De patriotismos desparramados
- giovanna camacho salaberry
- 13 oct 2017
- 2 Min. de lectura


Kuala Lumpur, Malasia.
El noventa y nueve coma nueve por ciento de mis conversaciones con desconocidos comienzan por preguntarnos mutuamente de donde somos, y acto seguido locutor e interlocutor intentamos recordar algún detalle, por más irrelevante que parezca,que demuestre nuestros conocimientos acerca de la mamá patria del recién conocido.
Algunos apenas pueden ubicar en el mapa el pichón de territorio que le corresponde a Uruguay en el globo terráqueo, me han dicho firmemente que está en Europa, África o alguno un poco más encaminado lo confunde con Paraguay.
La mayoría de éstas conversaciones -y tal vez el motivo para gestarlas- ocurren por culpa del mate.
Aquel que desconoce el ritual se acerca como bobeando a ver si puede averiguar con qué nos estamos drogando, y otro un poco menos drástico se siente atraído por nuestra curiosa manera de tomar ¨té verde¨.
Explicaciones nuestras de por medio hacen que los más curiosos se animen a probarlo, siempre dando un sólo sorbo y devolviéndolo enseguida al dueño, no sin antes pasar de segunda a tercera con la bombilla y de reproducir la cara de un niño pequeño al que obligaron a chupar un limón, o un mate.

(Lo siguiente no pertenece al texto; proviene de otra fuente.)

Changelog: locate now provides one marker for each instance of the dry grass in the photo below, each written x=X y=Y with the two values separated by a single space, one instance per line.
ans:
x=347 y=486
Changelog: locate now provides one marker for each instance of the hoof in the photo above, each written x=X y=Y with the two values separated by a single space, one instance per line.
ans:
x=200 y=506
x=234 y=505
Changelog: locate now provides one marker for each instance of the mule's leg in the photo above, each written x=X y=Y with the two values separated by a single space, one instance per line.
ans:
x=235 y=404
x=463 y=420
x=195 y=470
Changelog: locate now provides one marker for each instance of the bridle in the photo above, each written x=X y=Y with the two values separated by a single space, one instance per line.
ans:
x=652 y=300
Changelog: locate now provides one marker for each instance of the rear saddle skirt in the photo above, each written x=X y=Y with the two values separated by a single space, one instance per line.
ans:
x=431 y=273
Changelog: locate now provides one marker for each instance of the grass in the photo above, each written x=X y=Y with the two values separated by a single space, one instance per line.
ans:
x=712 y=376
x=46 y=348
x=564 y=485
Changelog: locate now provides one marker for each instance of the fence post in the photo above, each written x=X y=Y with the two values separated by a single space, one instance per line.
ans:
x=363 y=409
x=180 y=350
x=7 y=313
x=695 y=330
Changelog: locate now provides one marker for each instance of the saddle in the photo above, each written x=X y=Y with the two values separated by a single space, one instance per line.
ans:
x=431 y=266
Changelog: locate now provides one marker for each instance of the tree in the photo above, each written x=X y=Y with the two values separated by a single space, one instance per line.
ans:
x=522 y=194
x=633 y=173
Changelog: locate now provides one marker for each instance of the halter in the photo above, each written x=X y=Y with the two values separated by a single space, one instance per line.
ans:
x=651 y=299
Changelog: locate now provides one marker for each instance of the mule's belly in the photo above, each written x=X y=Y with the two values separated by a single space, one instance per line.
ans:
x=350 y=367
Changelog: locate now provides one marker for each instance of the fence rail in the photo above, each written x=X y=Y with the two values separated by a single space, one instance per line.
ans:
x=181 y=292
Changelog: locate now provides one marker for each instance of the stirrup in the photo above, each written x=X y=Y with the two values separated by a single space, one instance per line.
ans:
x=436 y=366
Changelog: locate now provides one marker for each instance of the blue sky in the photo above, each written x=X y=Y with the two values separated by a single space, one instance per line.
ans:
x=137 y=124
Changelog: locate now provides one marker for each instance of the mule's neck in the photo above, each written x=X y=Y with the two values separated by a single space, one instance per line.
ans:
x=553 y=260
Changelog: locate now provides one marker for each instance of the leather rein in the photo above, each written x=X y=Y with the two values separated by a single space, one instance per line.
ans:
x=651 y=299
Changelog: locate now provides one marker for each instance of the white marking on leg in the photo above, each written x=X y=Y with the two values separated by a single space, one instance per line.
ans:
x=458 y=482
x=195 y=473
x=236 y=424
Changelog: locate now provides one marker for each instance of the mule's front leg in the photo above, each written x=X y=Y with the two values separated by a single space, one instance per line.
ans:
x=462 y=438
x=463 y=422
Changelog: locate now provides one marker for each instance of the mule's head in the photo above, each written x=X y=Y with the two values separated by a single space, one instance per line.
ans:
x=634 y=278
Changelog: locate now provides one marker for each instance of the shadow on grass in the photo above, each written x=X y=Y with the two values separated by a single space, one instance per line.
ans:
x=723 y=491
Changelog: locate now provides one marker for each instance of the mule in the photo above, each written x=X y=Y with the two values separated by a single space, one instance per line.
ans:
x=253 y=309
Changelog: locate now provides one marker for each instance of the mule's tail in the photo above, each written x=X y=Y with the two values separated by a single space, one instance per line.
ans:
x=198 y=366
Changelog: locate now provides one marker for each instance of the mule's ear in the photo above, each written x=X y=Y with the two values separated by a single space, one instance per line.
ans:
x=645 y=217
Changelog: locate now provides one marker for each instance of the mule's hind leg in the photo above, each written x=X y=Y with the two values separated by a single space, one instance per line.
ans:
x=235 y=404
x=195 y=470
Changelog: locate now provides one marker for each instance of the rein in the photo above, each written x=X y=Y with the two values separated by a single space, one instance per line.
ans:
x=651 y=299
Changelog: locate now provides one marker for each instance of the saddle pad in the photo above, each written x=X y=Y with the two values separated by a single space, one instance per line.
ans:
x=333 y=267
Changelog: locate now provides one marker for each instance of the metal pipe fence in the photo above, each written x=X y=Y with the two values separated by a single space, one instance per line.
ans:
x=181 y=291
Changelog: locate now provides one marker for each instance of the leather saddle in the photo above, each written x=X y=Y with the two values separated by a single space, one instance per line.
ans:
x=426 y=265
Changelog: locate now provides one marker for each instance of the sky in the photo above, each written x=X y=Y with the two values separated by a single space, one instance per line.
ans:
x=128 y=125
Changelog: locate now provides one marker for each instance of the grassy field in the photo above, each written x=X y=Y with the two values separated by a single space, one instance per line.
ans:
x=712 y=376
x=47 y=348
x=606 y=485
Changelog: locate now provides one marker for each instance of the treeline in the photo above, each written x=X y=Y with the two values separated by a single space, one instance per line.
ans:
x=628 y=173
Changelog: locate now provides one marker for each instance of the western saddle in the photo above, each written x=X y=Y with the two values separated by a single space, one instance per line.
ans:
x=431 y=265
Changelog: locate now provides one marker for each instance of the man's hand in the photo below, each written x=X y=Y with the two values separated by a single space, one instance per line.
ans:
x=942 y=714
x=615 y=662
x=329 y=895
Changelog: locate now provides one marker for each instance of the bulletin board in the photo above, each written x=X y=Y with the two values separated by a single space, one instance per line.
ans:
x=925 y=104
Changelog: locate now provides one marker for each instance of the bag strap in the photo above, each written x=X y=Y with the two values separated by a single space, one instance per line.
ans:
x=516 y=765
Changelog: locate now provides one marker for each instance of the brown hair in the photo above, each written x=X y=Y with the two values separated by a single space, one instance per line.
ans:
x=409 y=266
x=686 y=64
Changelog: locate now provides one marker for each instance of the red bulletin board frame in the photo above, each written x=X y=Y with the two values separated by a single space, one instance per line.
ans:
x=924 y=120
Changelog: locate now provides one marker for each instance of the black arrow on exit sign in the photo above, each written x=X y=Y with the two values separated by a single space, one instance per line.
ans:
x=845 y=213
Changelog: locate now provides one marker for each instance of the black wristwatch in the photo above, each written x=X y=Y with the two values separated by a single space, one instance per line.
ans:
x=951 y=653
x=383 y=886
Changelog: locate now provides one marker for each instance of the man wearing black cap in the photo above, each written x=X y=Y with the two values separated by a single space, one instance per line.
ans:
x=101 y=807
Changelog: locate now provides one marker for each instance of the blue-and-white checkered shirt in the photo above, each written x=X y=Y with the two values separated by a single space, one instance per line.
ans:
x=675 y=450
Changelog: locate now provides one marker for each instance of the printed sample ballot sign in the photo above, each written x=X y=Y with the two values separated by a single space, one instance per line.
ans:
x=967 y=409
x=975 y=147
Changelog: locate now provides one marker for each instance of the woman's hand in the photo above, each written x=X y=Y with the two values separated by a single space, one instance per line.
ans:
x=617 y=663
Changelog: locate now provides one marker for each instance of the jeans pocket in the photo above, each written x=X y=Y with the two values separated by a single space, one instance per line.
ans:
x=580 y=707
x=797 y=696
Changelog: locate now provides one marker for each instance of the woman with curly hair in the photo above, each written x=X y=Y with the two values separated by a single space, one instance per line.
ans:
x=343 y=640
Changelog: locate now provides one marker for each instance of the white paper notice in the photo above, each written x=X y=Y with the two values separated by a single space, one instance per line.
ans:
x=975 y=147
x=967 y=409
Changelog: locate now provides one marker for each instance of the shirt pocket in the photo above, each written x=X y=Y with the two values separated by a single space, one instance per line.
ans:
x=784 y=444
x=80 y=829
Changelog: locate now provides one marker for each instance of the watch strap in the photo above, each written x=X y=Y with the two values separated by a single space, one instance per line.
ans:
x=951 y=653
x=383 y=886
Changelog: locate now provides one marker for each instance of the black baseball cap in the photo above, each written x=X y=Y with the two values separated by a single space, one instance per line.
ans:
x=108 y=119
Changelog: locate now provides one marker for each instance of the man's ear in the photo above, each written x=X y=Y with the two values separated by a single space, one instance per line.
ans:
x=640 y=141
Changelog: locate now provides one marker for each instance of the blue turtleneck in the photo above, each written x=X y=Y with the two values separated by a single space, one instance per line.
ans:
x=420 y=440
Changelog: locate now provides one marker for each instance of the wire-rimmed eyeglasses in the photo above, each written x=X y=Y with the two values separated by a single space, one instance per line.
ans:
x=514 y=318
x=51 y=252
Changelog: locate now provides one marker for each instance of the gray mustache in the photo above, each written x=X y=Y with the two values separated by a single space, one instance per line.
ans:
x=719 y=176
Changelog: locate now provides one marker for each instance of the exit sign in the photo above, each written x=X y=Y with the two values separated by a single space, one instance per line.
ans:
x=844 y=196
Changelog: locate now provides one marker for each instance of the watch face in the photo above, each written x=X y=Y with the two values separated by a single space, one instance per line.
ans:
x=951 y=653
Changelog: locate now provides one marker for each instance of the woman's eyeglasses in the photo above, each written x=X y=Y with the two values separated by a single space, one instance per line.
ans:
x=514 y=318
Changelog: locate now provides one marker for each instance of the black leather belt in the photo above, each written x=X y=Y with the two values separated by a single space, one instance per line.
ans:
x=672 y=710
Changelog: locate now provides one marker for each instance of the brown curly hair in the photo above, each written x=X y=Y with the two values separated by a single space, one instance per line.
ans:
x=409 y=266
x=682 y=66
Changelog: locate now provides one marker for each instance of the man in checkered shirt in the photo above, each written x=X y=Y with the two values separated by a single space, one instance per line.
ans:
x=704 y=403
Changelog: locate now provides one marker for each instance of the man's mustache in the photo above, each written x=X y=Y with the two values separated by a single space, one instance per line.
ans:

Después ya están los simpatizantes del fútbol europeo que tienen casi tatuado en la nalga izquierda el nombre de Luis Suárez, otro con alguna que otra confusión geográfica pero no tan mal rumbeado nos puede llegar a adjudicar un Messi que no nos corresponde y nos pasó de un único y sorprendente caso de un -por lo visto cultivado futbolísticamente- joven indonesio que conocía el protagonismo de Recoba y Forlán.
Hasta ahí veníamos sacando la cuenta que, dejando de lado al opio de los pueblos, éramos, por lo menos en el sudeste de Asia, un país ignorado, desconocido, inexistente.
Para nuestra sorpresa, una noche que tomábamos una cerveza de la India en una vereda de Malasia, aparece de quién sabe dónde, un chico de éste último lugar, entonado en perfecto español, las estrofas -letra y música- de nuestro himno nacional, con exactamente la misma dedicación de un niño uruguayo en primer año de escuela, orgulloso porque lo acaba de aprender.
Acá los curiosos pasamos a ser nosotros, que enseguida empezamos el interrogatorio, que cómo lo conocía, dónde lo había aprendido y por qué es que lo recordaba, a lo que nuestro transeúnte malayo con patriotismo charrúa respondió que le gustaba porque era uno de los más largos, y girando ciento ochenta grados sobre su propio eje se fue cantando bajito que heroicos sabremos cumplir.
Cabe la aclaración que el tipo descubrió o supuso nuestra nacionalidad no porque estuviésemos envueltos en nuestro pabellón nacional, sino porque en la espalda de mi remera negra, en letras naranja, borroneadas y de tamaño irreconocible, decía Montevideo.